Ingredients

The following ingredients have 3 Servings
  • 4 tbsp cacao butter ((approx 1 ounce, roughly chopped))
  • ¼ cup nondairy whipping cream ((or nondairy creamer or unsweetened soymilk))
  • 2 ¾ cups almond milk
  • 2 tsp cornstarch
  • 5 tsp erythritol ((or any keto sweetener of your choice))
  • 1 tsp pure vanilla extract
  • Vegan whipped cream
  • Cacao powder or cinnamon

Instruction

  • Place the cacao butter in a saucepan with the whipping cream. Bring to a boil and let it simmer, stirring frequently, until the cacao butter melts.
  • Make a slurry in a small bowl by stirring the cornstarch into 1/4 cup of almond milk until smooth.
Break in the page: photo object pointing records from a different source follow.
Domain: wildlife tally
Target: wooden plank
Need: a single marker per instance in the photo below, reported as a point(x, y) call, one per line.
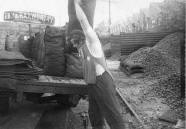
point(66, 86)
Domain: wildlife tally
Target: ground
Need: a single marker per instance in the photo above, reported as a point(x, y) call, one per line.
point(52, 116)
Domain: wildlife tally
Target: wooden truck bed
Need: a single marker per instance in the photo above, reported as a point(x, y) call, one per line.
point(47, 84)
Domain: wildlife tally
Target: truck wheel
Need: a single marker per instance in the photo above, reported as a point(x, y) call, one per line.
point(68, 100)
point(4, 102)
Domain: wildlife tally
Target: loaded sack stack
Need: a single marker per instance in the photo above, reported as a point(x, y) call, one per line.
point(14, 65)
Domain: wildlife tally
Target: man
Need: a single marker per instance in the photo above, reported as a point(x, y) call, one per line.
point(103, 103)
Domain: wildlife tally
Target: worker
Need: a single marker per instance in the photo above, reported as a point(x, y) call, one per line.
point(103, 103)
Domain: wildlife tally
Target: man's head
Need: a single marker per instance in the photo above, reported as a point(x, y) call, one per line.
point(77, 38)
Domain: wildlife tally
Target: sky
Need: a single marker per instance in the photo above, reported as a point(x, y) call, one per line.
point(120, 9)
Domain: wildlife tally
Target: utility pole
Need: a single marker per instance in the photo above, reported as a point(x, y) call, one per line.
point(109, 17)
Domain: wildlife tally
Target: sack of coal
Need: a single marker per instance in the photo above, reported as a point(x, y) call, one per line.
point(38, 50)
point(74, 67)
point(25, 45)
point(54, 60)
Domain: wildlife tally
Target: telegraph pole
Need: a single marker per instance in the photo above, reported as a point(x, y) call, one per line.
point(109, 17)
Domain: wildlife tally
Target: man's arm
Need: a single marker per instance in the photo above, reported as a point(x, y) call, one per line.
point(93, 42)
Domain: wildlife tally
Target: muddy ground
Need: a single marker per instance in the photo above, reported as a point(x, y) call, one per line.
point(52, 116)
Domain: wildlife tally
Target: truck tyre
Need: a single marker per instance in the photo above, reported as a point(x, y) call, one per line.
point(4, 103)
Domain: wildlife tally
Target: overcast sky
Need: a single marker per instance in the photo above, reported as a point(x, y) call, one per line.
point(120, 9)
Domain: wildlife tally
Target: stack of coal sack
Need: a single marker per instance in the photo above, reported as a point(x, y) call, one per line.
point(14, 65)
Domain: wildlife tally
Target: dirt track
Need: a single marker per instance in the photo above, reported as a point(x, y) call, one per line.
point(52, 116)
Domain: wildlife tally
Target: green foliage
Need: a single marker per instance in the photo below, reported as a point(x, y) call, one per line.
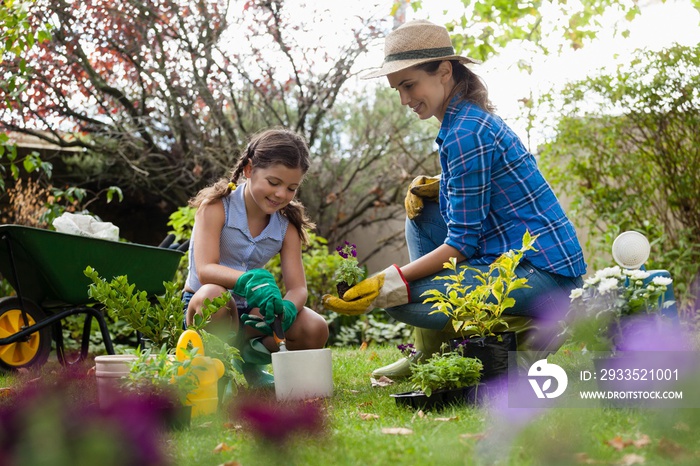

Stir it into the saucepan using a whisk and let the cream come to a boil.
  • Add the remaining almond milk and the erythritol. Stir with the whisk to make sure everything is incorporated and heat over medium-low heat until bubbles form on the sides and the white chocolate is hot. Stir in the pure vanilla extract.
  • Pour into cups or mugs and decorate with vegan whipped cream, if desired. You can also sprinkle on some cinnamon or nutmeg or, as I did, some cacao powder.